Let $$f(x)=\sum_{k=1}^{\infty}(-1)^ke^{-kx}$$ for $x\in\mathbb{R}$. I am trying to prove that $f(x)$ converges uniformly over the left-open, right-closed interval $I=]0,R]$ with $R>0$. (open interval, because f(x) diverges when $x = 0$)
I already showed that (for $n\in\mathbb{N}$) $$\|\sum_{k=n+1}^{\infty}(-1)^ke^{-kx}\|_0 \leq \sup_{x\in I}\left|e^{-nx}\right|$$
So, how can I prove/disprove the uniform convergence over I ?

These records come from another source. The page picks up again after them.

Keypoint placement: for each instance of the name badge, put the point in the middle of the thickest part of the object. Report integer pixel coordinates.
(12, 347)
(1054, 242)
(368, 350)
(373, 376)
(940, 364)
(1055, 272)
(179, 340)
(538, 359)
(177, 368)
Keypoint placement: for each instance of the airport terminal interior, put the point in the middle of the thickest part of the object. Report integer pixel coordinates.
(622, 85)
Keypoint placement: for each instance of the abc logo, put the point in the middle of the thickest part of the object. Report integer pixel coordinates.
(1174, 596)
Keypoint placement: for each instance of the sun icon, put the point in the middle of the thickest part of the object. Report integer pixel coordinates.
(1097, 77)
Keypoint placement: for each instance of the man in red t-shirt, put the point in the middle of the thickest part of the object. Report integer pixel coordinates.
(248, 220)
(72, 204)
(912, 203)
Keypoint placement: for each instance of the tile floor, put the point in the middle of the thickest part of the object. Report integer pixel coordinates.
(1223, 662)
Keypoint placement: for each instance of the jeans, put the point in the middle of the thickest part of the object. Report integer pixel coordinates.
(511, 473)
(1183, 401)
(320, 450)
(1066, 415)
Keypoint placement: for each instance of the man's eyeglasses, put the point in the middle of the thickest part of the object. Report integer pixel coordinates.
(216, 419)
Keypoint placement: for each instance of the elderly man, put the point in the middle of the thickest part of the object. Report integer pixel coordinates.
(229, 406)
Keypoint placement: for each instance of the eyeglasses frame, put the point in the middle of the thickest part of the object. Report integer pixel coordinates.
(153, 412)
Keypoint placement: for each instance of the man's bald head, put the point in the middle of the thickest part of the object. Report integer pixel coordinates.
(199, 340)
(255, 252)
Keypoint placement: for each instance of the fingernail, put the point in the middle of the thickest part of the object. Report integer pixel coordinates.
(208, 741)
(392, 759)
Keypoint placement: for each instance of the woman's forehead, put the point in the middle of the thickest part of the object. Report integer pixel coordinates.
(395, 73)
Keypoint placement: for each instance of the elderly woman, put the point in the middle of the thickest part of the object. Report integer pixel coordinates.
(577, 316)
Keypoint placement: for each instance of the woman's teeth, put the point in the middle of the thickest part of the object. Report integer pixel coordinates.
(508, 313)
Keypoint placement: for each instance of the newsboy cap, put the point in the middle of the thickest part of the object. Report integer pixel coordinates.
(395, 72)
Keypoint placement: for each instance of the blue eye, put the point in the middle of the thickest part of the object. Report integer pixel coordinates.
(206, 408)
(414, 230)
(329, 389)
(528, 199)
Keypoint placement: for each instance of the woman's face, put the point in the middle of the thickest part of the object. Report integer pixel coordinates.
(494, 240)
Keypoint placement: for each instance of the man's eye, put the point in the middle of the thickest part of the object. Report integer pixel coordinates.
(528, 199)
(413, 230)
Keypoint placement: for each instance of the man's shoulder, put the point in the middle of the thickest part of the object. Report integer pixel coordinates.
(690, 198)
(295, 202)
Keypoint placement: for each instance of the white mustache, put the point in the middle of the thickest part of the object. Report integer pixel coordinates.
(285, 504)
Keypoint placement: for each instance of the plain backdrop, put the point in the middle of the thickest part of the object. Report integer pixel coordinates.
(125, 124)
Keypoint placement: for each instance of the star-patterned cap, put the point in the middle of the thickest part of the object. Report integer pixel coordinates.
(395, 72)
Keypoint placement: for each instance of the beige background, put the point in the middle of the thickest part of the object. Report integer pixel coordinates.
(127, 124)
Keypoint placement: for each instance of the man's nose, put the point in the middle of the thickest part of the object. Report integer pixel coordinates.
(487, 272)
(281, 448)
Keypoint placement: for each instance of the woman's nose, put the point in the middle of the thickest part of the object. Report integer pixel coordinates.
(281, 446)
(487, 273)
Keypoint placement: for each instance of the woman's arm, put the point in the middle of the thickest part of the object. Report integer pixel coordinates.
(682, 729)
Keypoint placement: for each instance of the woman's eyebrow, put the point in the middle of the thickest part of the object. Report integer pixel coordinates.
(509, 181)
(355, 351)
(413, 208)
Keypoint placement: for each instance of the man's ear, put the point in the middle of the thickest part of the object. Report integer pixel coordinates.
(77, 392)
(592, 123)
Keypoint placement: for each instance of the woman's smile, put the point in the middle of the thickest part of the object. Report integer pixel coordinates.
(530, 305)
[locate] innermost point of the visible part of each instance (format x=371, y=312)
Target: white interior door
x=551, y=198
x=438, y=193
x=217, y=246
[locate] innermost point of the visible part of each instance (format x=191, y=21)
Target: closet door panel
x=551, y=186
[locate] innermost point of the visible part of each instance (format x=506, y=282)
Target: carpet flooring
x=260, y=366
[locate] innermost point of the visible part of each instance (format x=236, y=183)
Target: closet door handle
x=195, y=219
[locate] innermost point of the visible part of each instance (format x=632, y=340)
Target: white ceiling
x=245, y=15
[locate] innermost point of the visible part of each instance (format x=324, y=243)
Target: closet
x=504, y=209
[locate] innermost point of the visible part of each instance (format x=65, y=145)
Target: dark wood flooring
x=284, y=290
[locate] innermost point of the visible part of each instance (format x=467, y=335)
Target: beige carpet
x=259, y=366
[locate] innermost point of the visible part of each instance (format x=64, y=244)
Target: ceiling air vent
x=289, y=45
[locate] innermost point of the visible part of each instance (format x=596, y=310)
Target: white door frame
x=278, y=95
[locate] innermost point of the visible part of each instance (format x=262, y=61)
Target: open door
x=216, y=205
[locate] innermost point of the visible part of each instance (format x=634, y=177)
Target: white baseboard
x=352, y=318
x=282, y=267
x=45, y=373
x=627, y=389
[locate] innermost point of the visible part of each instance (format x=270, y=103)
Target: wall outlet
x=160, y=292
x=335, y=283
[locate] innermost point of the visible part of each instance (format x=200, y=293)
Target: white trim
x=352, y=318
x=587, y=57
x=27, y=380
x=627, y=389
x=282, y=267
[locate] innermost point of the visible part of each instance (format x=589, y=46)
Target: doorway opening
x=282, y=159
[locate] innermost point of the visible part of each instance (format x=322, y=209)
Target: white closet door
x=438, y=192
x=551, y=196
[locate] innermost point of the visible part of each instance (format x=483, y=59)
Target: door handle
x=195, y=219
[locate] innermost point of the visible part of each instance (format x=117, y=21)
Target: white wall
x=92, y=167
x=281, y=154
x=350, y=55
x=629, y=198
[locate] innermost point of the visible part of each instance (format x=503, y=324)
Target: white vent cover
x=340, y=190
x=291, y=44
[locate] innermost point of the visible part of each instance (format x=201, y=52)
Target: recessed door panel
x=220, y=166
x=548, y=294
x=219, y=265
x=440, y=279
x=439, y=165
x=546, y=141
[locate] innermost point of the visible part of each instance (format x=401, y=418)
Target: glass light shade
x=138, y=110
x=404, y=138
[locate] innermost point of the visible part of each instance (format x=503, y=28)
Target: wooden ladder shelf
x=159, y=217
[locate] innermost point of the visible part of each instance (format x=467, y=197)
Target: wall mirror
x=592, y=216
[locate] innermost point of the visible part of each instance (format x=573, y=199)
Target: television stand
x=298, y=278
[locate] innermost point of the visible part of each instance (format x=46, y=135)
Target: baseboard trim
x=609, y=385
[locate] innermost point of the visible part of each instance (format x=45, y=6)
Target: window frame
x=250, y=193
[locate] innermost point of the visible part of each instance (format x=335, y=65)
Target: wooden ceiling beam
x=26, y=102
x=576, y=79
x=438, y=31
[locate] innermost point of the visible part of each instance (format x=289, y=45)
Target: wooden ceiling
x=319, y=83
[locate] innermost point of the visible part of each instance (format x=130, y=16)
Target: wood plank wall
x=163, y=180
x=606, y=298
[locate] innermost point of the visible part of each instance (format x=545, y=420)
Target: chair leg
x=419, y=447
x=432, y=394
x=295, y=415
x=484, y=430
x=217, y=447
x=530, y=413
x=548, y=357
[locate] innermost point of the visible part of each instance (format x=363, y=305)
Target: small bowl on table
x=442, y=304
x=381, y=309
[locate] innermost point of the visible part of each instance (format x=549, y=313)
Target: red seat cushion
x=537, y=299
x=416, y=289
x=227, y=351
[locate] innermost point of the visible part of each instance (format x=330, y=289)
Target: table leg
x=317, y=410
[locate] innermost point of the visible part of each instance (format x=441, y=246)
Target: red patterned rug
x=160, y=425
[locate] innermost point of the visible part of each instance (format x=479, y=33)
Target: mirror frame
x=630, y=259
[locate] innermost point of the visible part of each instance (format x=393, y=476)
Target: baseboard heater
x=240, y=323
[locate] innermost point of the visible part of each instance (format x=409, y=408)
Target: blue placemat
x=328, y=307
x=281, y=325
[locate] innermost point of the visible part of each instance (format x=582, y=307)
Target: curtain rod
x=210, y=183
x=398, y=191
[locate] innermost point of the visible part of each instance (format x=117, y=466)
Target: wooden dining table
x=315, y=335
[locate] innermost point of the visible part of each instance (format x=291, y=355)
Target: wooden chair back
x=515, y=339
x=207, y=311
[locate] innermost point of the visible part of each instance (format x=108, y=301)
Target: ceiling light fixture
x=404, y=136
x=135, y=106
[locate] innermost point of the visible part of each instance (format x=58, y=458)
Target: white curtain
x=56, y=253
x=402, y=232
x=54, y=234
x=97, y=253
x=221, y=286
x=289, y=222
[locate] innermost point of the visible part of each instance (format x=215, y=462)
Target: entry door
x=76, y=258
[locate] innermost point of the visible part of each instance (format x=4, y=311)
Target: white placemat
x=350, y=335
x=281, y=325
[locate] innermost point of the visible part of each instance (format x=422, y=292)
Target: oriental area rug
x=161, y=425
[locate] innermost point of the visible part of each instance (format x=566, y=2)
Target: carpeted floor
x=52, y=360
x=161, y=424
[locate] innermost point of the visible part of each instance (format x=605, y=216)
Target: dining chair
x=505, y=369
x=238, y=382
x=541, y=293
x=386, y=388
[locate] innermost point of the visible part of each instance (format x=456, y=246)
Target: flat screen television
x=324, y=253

PS: Note that $$\|f_k(x)\|_0 := \sup_{x\in I}\left|f_k(x)\right|$$
It doesn't converge uniformly. Let the error in approximating $f(x)$ by its first $n$ terms be $$ \eta_n(x) := \left| \sum_{k=n+1}^\infty (-e^{-x})^k\right| = \frac{e^{-(n+1)x}}{1 + e^{-x}}.$$
Note that $\eta_n$ is continuous and $\lim_{x \to 0} \eta_n(x) = \frac{1}{2}$ for any $n$, which disproves uniform continuity: for any $n > 0$ and $\epsilon < \frac{1}{2}$ you can find some $x \approx 0$ such that $\eta_n(x) > \epsilon$.